Arguments abound about the proper level of care that needs to be provided to residents of nursing homes. But there is another ancillary argument often made about who should even be sent to these long-term skilled nursing facilities at all. In Illinois, for example, much disagreement (and litigation) has centered around whether certain residents with developmental disabilities or mental health challenges should be forced to live in long-term care facilities which are typically populated with seniors.
In our state this disagreement grew into civil rights litigation, attempting to force state officials to provide alternative living arrangements to those capable of living safely outside of these facilities. The state is involved in these cases because they provide significant financial assistance to pay for these individual’s stay in the long-term care facility. The suits sought to use those funds in alternative ways to provide more opportunity and freedom to certain community members. Fortunately, the case settled last year-as part of that agreement some residents are now transitioning into community living situations instead of being forced to live in more structured long-term care facilities.
A similar problem seems to be brewing in Florida, with certain activist organization claiming that the state is placing children with disabilities into nursing homes typically reserved for senior citizens. The housing arrangements are unacceptable, say the children’s rights proponents, and need to be changed.
Proper Nursing Home Residents?
As reported on by the Mason County Daily News, the U.S. Justice Department has begun an investigation into the matter. The concern is that the institutionalization of hundreds of children in nursing homes violated the Americans with Disabilities Act. This is obvious a serious concern, as few causes are more important that the safe, fair, and healthy treatment of vulnerable young children.
Violation of the federal law is obviously a problem, but the issue can also be grasped on a practical level.
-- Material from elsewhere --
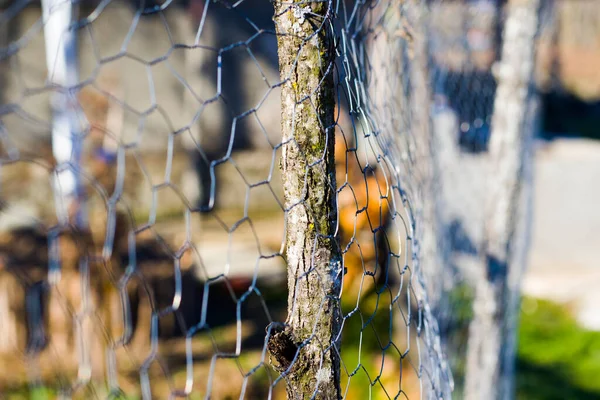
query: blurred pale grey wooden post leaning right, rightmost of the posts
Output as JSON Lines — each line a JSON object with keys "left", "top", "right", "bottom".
{"left": 465, "top": 0, "right": 539, "bottom": 399}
Children with disabilities forced to live in these settings often have little to no opportunities to interact with anyone outside of the setting. They therefore miss growth experiences that other children receive-they experiences to interact with the world are obviously crucial for their development. Various recreational, social, and educational opportunities are unfairly denied to these children.
The Justice Department letter notes that may of the children taken from their families and placed in these institutions are deemed “medically complex’ or “medically fragile.” That includes children who suffer from cerebral palsy or who suffered a traumatic brain injury as a child (often in car accidents or falls). Many of these children face serious medical complications, including attachment to medical equipment to keep them alive each day.
Even with the complications, however, it is not too great a burden to demand that these children not be forced to languish in long-term care facilities surrounded by those at the other end of the demographic spectrum. Unfortunately, the report found that once many of these children arrive at one of these facilities, they often never go back home.
For example, one child mentioned by DOJ investigators became a quadriplegic following a car accidents. Without funds to provide the care he needed, his family relied on state support. However, the state told the family that the waiting list of “at-home” care was five to ten years. As a result, the boy was forced to move into a long-term care facility-he has been there for three years.
Hopefully this matter will be resolved so that these children are afforded a chance to live with their family and friends.